フリーの保健調査員トレント(サム・ニール)は居合わせていた喫茶店で突然斧を持った男に襲われる。男は「サター・ケインの本は読んだか?」と尋ね、警官に射殺される。その夜、彼はテレビでケインの熱狂的な愛読者たちが、新刊『マウス・オブ・マッドネス』の発売が待ちきれずに、各地で暴動を起こしたというニュースを見る。

翌日、トレントはアルケイン出版社のハーグロウ(チャールトン・ヘストン)から、失踪したケインを捜し出して『マウス~』の原稿を受け取るよう依頼され、何とトレントを襲った狂人がケインと最後に会った彼のエージェントだと知らされる。彼は参考のためにケインの著書を読む。奇怪な夢から覚めた彼は、何かの力に誘われるように本のカバーを切り取り、それをパズルのように組み合わせると、ニューイングランドの古い町を示す地図になることを発見した。

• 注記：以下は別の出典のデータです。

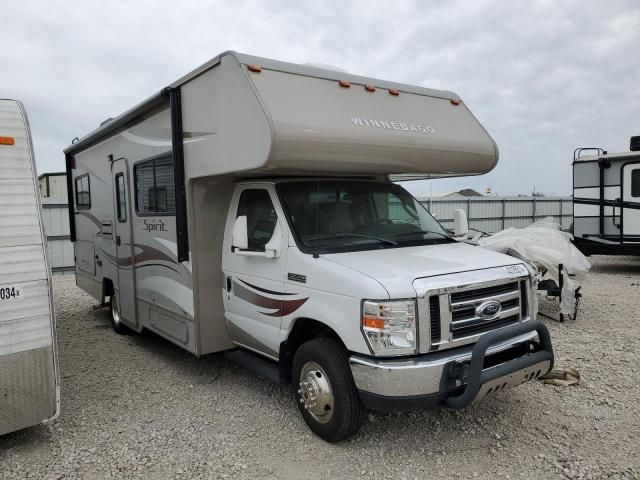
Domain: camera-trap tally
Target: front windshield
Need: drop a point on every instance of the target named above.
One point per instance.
(337, 216)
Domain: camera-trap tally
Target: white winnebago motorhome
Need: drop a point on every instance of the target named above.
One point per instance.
(606, 200)
(248, 208)
(29, 378)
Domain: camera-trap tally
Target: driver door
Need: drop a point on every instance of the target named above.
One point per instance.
(631, 202)
(254, 284)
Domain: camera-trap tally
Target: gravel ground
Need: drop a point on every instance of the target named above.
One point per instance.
(138, 407)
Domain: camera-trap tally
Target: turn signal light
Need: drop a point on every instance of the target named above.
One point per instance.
(372, 321)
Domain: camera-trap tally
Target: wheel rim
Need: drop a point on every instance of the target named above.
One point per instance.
(115, 312)
(316, 395)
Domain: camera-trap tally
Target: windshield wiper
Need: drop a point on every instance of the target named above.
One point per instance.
(347, 234)
(422, 232)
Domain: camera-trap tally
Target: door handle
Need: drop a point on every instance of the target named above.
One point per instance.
(613, 219)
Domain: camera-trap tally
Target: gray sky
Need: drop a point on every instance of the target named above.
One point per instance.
(543, 77)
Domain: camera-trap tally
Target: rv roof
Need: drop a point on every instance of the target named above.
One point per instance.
(306, 70)
(610, 156)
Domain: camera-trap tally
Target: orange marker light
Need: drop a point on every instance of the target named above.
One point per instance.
(372, 322)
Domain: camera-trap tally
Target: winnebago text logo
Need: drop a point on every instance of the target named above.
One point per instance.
(406, 127)
(154, 226)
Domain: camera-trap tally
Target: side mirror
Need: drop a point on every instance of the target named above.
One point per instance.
(460, 223)
(240, 237)
(272, 247)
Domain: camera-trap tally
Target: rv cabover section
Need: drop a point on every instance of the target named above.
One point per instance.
(248, 207)
(606, 201)
(29, 378)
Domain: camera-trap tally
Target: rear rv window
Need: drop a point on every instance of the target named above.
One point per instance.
(155, 190)
(83, 193)
(635, 183)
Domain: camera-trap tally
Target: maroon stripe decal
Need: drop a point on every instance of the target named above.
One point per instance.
(281, 307)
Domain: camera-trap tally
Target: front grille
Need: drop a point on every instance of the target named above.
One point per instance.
(482, 293)
(434, 315)
(464, 320)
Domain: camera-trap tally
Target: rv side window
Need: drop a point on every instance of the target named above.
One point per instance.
(155, 190)
(121, 198)
(261, 217)
(635, 183)
(83, 194)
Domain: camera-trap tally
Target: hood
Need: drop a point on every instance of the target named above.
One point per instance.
(397, 268)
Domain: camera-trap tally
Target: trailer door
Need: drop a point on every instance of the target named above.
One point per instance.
(631, 202)
(125, 289)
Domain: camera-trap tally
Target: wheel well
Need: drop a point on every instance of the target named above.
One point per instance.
(303, 330)
(107, 289)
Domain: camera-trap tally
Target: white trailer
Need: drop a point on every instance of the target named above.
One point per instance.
(248, 208)
(606, 200)
(29, 378)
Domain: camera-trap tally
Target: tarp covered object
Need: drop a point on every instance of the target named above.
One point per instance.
(544, 246)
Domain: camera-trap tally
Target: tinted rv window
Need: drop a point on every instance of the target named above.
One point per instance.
(155, 190)
(121, 198)
(261, 217)
(635, 183)
(83, 194)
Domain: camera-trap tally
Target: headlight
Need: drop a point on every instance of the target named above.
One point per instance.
(390, 326)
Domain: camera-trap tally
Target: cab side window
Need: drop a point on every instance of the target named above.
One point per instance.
(256, 205)
(83, 192)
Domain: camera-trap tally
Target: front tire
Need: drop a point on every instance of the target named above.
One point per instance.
(116, 319)
(326, 394)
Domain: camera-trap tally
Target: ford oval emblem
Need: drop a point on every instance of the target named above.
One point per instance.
(489, 310)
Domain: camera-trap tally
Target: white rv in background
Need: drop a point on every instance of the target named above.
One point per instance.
(606, 200)
(248, 207)
(29, 378)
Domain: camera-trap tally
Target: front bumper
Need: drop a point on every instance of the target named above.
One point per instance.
(458, 377)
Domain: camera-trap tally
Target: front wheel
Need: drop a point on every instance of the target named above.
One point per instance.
(326, 394)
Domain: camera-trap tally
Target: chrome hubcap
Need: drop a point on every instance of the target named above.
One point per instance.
(115, 312)
(315, 392)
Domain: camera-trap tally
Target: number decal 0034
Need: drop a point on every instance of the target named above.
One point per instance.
(11, 292)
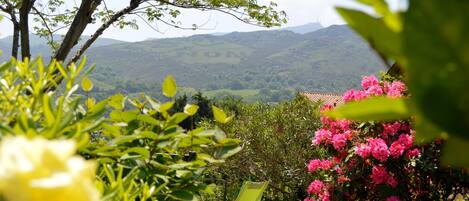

トレントはケイン担当の女性編集者リンダ・スタイルズ(ジュリー・カーメン)と共に、目的の場所を探しに出掛ける。夜中、車を運転していた彼女は、トレントが居眠りしている間に不思議な幻覚に襲われ、それが消えた時、ケインの小説に出てくる架空の町ボブス・エンドにいた。小説に書いてあるとおり、町には女主人のいるピックマン・ホテルがあり、ホテルの窓からは大きな教会が見える。教会に出掛けると、ライフルを持った町の男たちがケイン(ユルゲン・プロホノフ)に子供たちを返せ、と叫んでいる光景を目撃した。扉が開き、ドーベルマンが男たちを襲う。トレントは、全てが出版社側の宣伝ではないかと疑うが、スタイルズは現実だと言う。

その夜、一人で教会に出向いた彼女はケインの魔性の虜となる。ホテルに戻ったトレントは、奇怪な触手の生えたピックマン夫人を目撃。ついにスタイルズも怪物と化し、彼は車で町を脱出しようと試みるが、なぜか何度も同じ場所に戻ってしまう。気絶した彼が目覚めるとケインが現れて『マウス~』の原稿を持ち帰れと言い、これを読んで信じる人間が多いほど、邪悪な力が強まりかつて地上を支配していた怪物たちが復活する日が近いと語る。さらにこの本の主人公はトレント自身であり、これまでに体験したのは作品に書かれている恐怖だと言う。ケインのエージェントが彼を殺そうとしたのは、主人公が死ねばこの小説は存在しなくなると考えたからだ。必死で逃げるトレントは、気づくと普通の田舎道にいた。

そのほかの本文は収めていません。